Blunt observations like this are stock in trade for Menendez. Although she aspires to be a public figure, she can be disarmingly transparent. For one thing, she is very upfront about her ambitions.

Her father, Rep. Robert Menendez D-N.J., is the first Hispanic ever to head the Democratic caucus, and has been in the House since his daughter was nine. On Take Your Daughter to Work Day she went to the House floor. Her parents’ divorce was announced in a press release. Still, she is unfazed about the drawbacks of a political career. “I know what I’m getting into,” she says.

She has honed her political skills at Harvard by running Rohit Chopra ’04’s campaign for Undergraduate Council President and helping to run Tracy Ty Moore ’06’s campaign this year.

“She really could sell a pork chop to a rabbi,” says Chopra, who credits much of his campaign’s success to Menendez.

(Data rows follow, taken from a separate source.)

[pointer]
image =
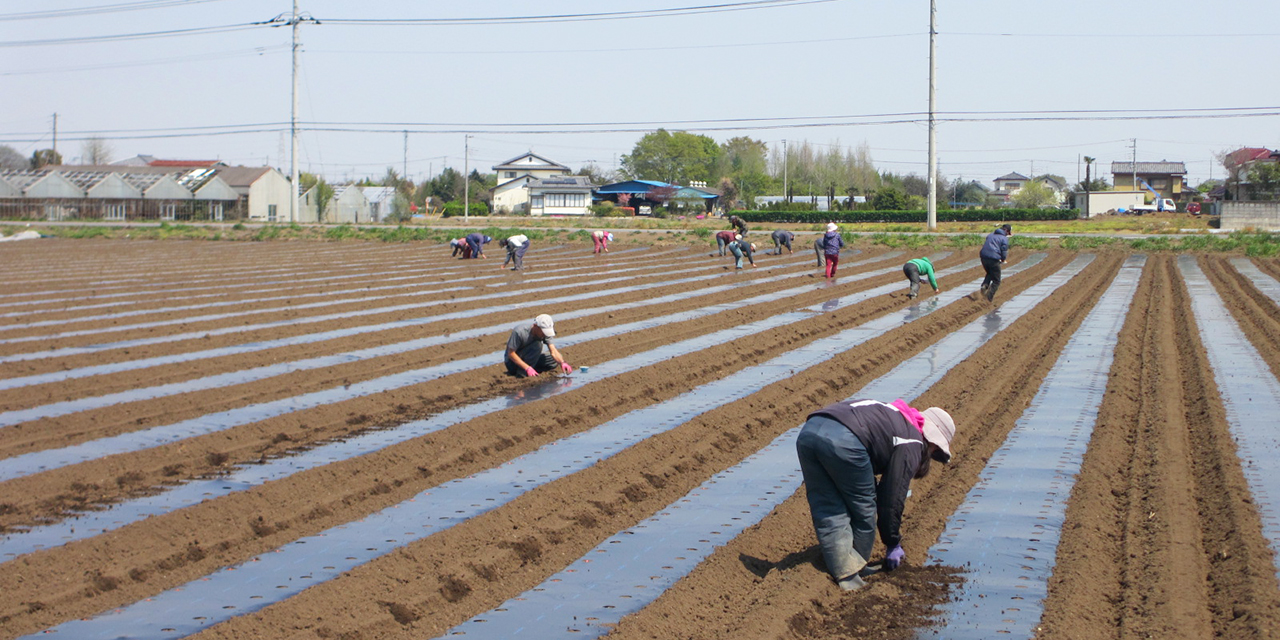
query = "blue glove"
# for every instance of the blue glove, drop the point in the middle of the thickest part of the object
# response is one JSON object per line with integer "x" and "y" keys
{"x": 895, "y": 557}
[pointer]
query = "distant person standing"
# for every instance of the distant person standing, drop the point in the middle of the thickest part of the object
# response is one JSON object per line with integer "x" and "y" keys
{"x": 530, "y": 350}
{"x": 914, "y": 269}
{"x": 741, "y": 248}
{"x": 782, "y": 238}
{"x": 602, "y": 241}
{"x": 995, "y": 252}
{"x": 476, "y": 241}
{"x": 831, "y": 246}
{"x": 516, "y": 247}
{"x": 722, "y": 240}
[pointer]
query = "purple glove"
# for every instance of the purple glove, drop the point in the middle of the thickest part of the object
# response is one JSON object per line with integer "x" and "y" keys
{"x": 895, "y": 557}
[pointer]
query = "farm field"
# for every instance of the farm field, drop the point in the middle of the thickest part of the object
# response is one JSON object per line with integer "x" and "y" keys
{"x": 316, "y": 440}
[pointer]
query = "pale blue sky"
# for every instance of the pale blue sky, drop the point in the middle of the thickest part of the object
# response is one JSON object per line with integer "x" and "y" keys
{"x": 841, "y": 58}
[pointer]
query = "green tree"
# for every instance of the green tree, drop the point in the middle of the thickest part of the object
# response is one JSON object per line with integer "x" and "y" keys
{"x": 890, "y": 199}
{"x": 1264, "y": 181}
{"x": 12, "y": 159}
{"x": 676, "y": 158}
{"x": 1033, "y": 195}
{"x": 44, "y": 158}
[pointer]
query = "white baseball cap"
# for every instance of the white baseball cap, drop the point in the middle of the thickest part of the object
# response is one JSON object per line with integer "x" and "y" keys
{"x": 545, "y": 323}
{"x": 940, "y": 429}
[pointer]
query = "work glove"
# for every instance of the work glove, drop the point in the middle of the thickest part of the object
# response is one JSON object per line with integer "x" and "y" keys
{"x": 895, "y": 557}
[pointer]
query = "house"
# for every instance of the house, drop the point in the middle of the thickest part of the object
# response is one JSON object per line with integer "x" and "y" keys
{"x": 348, "y": 205}
{"x": 560, "y": 195}
{"x": 1164, "y": 177}
{"x": 511, "y": 195}
{"x": 382, "y": 202}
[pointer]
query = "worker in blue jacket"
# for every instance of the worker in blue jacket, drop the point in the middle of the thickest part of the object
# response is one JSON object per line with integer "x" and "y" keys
{"x": 842, "y": 447}
{"x": 995, "y": 252}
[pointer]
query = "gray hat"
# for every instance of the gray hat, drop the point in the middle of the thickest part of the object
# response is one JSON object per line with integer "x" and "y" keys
{"x": 940, "y": 429}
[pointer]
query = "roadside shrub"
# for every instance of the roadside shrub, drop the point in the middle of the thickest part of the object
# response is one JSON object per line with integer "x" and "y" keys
{"x": 455, "y": 209}
{"x": 917, "y": 216}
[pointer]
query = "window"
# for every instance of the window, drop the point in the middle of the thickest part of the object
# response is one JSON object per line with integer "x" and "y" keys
{"x": 565, "y": 200}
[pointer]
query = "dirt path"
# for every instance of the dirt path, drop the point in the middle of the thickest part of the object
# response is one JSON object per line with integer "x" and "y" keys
{"x": 1160, "y": 539}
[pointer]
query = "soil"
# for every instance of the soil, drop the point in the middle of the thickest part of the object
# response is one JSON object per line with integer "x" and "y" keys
{"x": 1161, "y": 538}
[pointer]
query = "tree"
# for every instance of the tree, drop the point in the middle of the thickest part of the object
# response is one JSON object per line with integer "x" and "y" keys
{"x": 1034, "y": 195}
{"x": 44, "y": 158}
{"x": 1264, "y": 181}
{"x": 890, "y": 199}
{"x": 95, "y": 151}
{"x": 676, "y": 158}
{"x": 12, "y": 159}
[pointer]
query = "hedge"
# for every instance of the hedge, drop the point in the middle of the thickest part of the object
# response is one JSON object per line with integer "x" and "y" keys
{"x": 949, "y": 215}
{"x": 455, "y": 209}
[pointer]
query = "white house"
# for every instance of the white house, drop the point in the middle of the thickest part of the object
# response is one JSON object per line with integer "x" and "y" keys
{"x": 561, "y": 195}
{"x": 511, "y": 195}
{"x": 348, "y": 205}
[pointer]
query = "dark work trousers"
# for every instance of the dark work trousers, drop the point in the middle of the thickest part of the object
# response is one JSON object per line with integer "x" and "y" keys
{"x": 992, "y": 280}
{"x": 913, "y": 273}
{"x": 840, "y": 485}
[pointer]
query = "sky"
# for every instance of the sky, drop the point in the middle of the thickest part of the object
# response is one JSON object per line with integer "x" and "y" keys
{"x": 1028, "y": 87}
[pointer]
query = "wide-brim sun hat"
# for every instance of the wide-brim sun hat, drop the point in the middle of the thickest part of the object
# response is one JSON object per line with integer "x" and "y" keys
{"x": 940, "y": 429}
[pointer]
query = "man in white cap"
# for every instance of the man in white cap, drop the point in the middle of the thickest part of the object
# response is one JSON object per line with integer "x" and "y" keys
{"x": 842, "y": 448}
{"x": 530, "y": 350}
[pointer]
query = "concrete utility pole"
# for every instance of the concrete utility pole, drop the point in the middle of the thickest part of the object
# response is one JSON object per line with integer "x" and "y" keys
{"x": 466, "y": 177}
{"x": 932, "y": 200}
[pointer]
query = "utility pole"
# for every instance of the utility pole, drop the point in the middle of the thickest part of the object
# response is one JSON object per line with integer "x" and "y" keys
{"x": 1134, "y": 165}
{"x": 932, "y": 209}
{"x": 786, "y": 195}
{"x": 466, "y": 177}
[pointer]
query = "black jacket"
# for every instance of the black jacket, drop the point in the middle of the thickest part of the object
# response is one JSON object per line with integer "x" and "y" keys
{"x": 896, "y": 449}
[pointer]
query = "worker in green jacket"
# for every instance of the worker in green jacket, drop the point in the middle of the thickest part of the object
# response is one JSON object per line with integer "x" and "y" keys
{"x": 914, "y": 269}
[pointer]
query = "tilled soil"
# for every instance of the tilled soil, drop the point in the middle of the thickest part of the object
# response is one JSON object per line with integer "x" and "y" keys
{"x": 1161, "y": 538}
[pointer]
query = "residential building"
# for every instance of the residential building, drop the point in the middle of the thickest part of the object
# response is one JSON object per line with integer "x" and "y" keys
{"x": 512, "y": 195}
{"x": 560, "y": 195}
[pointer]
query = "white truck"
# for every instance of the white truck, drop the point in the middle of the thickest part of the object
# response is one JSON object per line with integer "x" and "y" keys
{"x": 1159, "y": 204}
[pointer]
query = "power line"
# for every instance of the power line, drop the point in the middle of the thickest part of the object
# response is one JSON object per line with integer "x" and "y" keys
{"x": 579, "y": 17}
{"x": 95, "y": 10}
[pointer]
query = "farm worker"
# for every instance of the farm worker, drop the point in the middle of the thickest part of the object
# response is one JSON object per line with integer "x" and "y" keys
{"x": 476, "y": 242}
{"x": 842, "y": 447}
{"x": 831, "y": 246}
{"x": 530, "y": 350}
{"x": 914, "y": 269}
{"x": 516, "y": 247}
{"x": 995, "y": 252}
{"x": 741, "y": 248}
{"x": 723, "y": 238}
{"x": 602, "y": 241}
{"x": 782, "y": 238}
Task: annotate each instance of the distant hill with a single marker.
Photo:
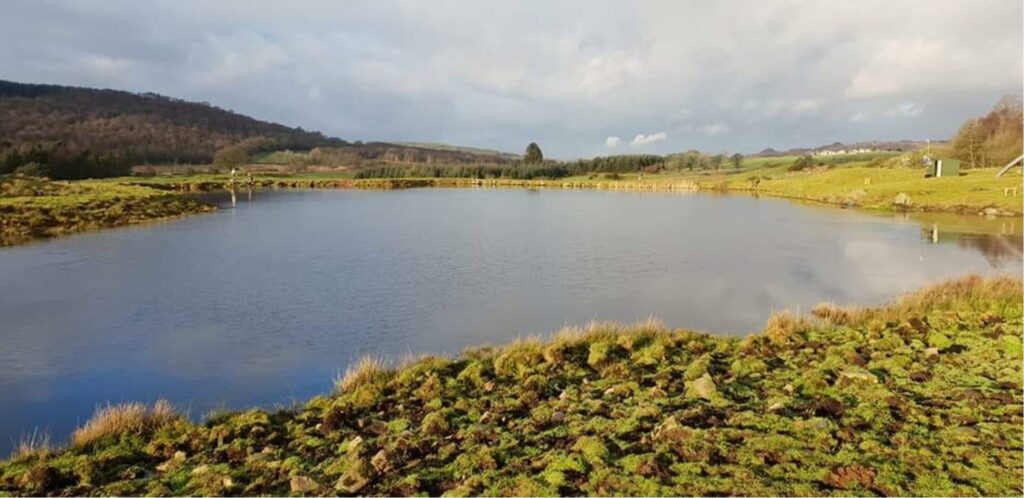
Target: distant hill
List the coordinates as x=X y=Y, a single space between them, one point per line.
x=468 y=150
x=81 y=132
x=139 y=127
x=891 y=146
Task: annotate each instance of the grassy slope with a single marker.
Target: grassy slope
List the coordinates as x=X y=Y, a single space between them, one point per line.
x=841 y=184
x=978 y=190
x=921 y=398
x=120 y=201
x=31 y=208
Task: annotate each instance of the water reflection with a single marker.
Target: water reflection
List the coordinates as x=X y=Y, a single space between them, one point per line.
x=271 y=297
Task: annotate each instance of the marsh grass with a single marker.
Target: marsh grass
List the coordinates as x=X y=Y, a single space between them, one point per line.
x=32 y=445
x=920 y=397
x=367 y=370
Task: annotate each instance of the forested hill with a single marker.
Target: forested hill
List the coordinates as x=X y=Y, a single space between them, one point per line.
x=74 y=132
x=138 y=127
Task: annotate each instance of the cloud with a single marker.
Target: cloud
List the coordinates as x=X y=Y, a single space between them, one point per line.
x=905 y=110
x=713 y=129
x=642 y=139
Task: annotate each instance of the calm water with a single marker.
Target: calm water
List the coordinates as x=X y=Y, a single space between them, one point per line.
x=266 y=302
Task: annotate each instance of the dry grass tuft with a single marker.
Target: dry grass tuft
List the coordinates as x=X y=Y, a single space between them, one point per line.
x=834 y=314
x=971 y=289
x=367 y=370
x=783 y=327
x=126 y=417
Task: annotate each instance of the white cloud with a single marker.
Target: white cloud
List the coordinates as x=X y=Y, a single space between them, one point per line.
x=906 y=66
x=741 y=76
x=225 y=59
x=713 y=129
x=606 y=73
x=101 y=66
x=905 y=110
x=642 y=139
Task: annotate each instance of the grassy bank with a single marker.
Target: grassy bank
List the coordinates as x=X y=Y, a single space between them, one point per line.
x=32 y=208
x=923 y=397
x=68 y=207
x=853 y=184
x=882 y=189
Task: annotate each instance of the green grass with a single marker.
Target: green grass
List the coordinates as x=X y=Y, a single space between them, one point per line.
x=923 y=397
x=32 y=208
x=878 y=188
x=32 y=211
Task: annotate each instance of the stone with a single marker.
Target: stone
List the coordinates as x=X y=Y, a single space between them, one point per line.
x=671 y=431
x=302 y=485
x=380 y=461
x=701 y=387
x=859 y=375
x=353 y=480
x=354 y=444
x=902 y=200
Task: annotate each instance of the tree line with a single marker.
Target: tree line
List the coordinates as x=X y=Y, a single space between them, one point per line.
x=993 y=139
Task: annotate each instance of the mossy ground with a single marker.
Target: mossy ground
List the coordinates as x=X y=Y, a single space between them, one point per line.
x=33 y=208
x=923 y=397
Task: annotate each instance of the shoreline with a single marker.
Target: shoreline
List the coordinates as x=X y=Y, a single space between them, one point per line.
x=889 y=400
x=162 y=200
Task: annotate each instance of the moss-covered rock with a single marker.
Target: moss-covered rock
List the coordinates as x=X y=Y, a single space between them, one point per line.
x=923 y=397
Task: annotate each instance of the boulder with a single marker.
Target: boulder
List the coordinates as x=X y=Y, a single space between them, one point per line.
x=701 y=387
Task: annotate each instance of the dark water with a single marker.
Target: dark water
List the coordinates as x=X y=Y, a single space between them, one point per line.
x=266 y=302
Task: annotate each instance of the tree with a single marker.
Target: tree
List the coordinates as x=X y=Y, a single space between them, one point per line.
x=691 y=159
x=992 y=139
x=737 y=160
x=230 y=156
x=534 y=154
x=717 y=161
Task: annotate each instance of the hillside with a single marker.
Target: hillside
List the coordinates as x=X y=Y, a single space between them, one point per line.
x=77 y=132
x=140 y=127
x=838 y=147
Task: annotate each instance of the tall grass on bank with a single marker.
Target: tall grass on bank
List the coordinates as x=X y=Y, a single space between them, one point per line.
x=921 y=397
x=126 y=417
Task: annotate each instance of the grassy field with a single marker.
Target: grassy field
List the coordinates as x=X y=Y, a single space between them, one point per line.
x=923 y=397
x=72 y=207
x=850 y=181
x=31 y=208
x=877 y=188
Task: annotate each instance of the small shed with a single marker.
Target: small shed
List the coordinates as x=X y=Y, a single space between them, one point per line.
x=943 y=167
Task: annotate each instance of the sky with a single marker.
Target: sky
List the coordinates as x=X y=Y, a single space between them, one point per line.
x=580 y=78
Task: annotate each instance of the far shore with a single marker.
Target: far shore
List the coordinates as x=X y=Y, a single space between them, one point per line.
x=37 y=209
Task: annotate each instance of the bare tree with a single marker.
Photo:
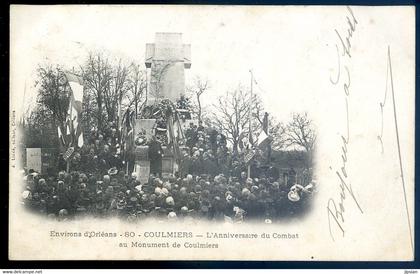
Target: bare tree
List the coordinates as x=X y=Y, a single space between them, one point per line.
x=231 y=116
x=197 y=89
x=300 y=132
x=97 y=74
x=53 y=95
x=137 y=87
x=115 y=90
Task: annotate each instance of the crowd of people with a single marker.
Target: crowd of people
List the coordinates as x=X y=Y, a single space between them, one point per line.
x=210 y=184
x=76 y=194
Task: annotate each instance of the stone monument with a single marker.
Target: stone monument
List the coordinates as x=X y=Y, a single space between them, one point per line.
x=167 y=59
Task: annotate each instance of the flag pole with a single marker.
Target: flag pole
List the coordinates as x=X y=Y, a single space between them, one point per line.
x=249 y=119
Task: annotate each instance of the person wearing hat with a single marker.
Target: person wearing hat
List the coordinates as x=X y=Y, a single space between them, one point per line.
x=155 y=157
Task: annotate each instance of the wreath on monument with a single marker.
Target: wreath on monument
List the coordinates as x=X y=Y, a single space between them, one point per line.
x=141 y=139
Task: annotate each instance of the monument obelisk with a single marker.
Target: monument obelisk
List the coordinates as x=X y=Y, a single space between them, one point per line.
x=167 y=58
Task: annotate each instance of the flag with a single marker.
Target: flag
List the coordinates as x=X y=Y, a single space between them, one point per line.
x=262 y=139
x=127 y=130
x=174 y=132
x=61 y=137
x=73 y=125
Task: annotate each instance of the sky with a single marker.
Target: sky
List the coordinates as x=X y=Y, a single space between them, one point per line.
x=226 y=42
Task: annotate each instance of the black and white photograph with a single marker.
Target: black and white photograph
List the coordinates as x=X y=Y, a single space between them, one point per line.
x=203 y=132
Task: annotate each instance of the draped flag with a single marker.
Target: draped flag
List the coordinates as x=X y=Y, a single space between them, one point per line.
x=73 y=122
x=175 y=134
x=262 y=139
x=127 y=130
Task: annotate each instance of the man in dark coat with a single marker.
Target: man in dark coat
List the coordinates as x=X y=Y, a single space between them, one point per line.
x=155 y=157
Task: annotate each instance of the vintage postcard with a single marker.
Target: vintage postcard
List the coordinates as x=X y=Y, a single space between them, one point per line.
x=212 y=132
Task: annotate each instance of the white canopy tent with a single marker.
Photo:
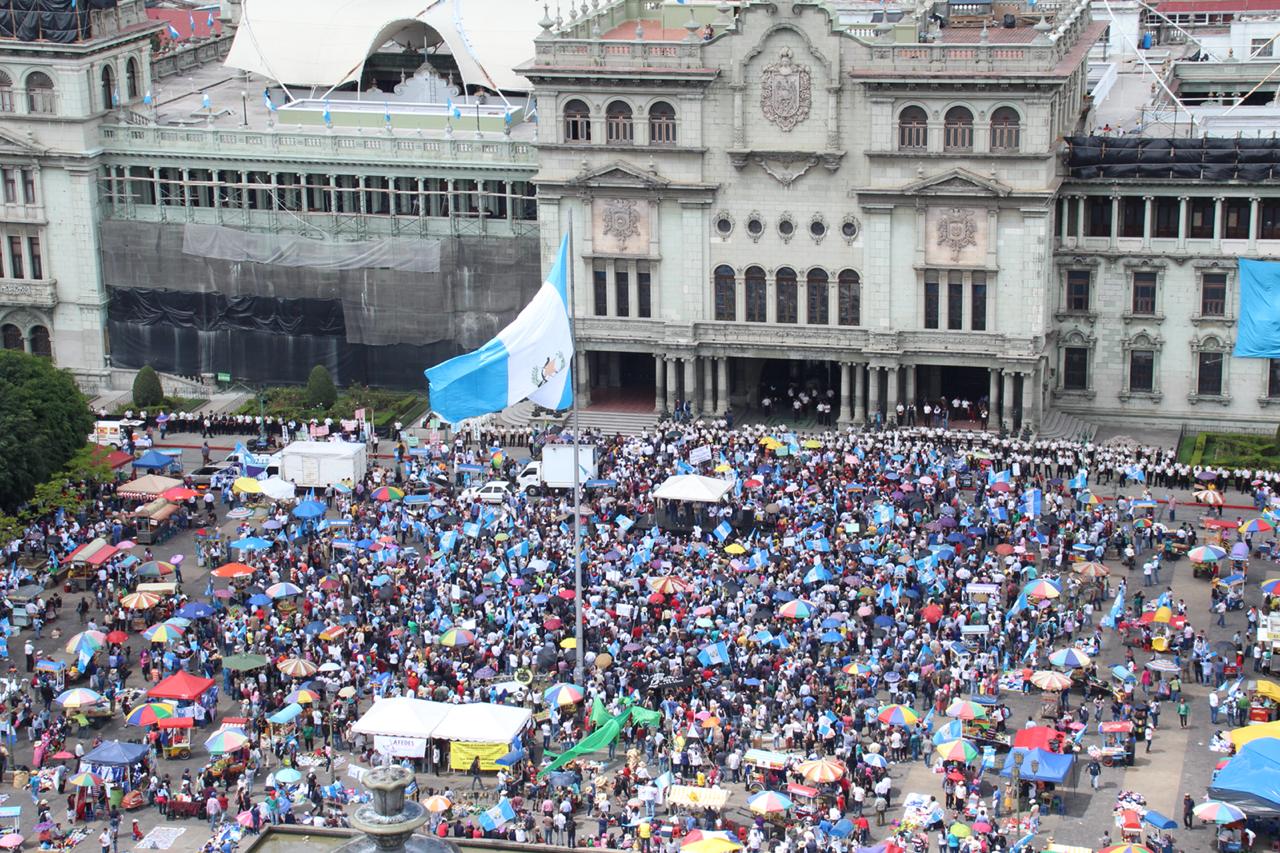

As the daughter of a sex educator and a politician, Menendez keenly feels both the interplay and the conflict between the worlds of politics and sex. As a third grader, she once presented on Gloria Steinem, telling the class about Steinem’s abortion. In middle school, she wrote a paper on the female aversion to masturbation. “I’ve been 30 since I was about six years old,” she shrugs.

The flipside of this sexual forthrightness is her concern about how she will be perceived when she enters the socially conservative world of politics. She is worried that people will dismiss her. “‘She went to Harvard, yeah, but she studied women,’” she says in a mock jeer. Menendez is so conscious of her effect on people that she even makes a gesture toward acknowledging that she tends to polarize them. “I know myself and I know the way people perceive me well enough to know the effect of the awkward juxtapositions.” She, however, is comfortable with her own idiosyncracies. “I think I have a tremendous fear of falling into some sort of pattern,” she confesses.

When she reaches Isabel’s house, Menendez serves Isabel and her two-year-old brother Augustine a dinner of frozen pizza and carrots. As her young charges pick at their meal, she talks about her desire to have children.

“I do feel that women of our generation have to make a choice [between career and family],” she says. “The problem for me is, I really want to have a family. If I were going to have kids, I would have a football team’s worth of kids.”

Menendez’s short-term plans involve working on John Corzine’s gubernatorial campaign and on a Senate campaign in the spring—jobs she hopes will help her figure out whether or not politics is her true calling.

Menendez leads Isabel to a shelf of children’s books in the living room, picking up one of her childhood favorites, How to Behave and Why by Munro Leaf. Sitting on the wood floor, with Augustine on her lap, she begins to read in a clear, confident voice: “This is a book about how to behave, and it doesn’t matter whether you are a boy or a girl, a man or a woman—the rules are all the same.”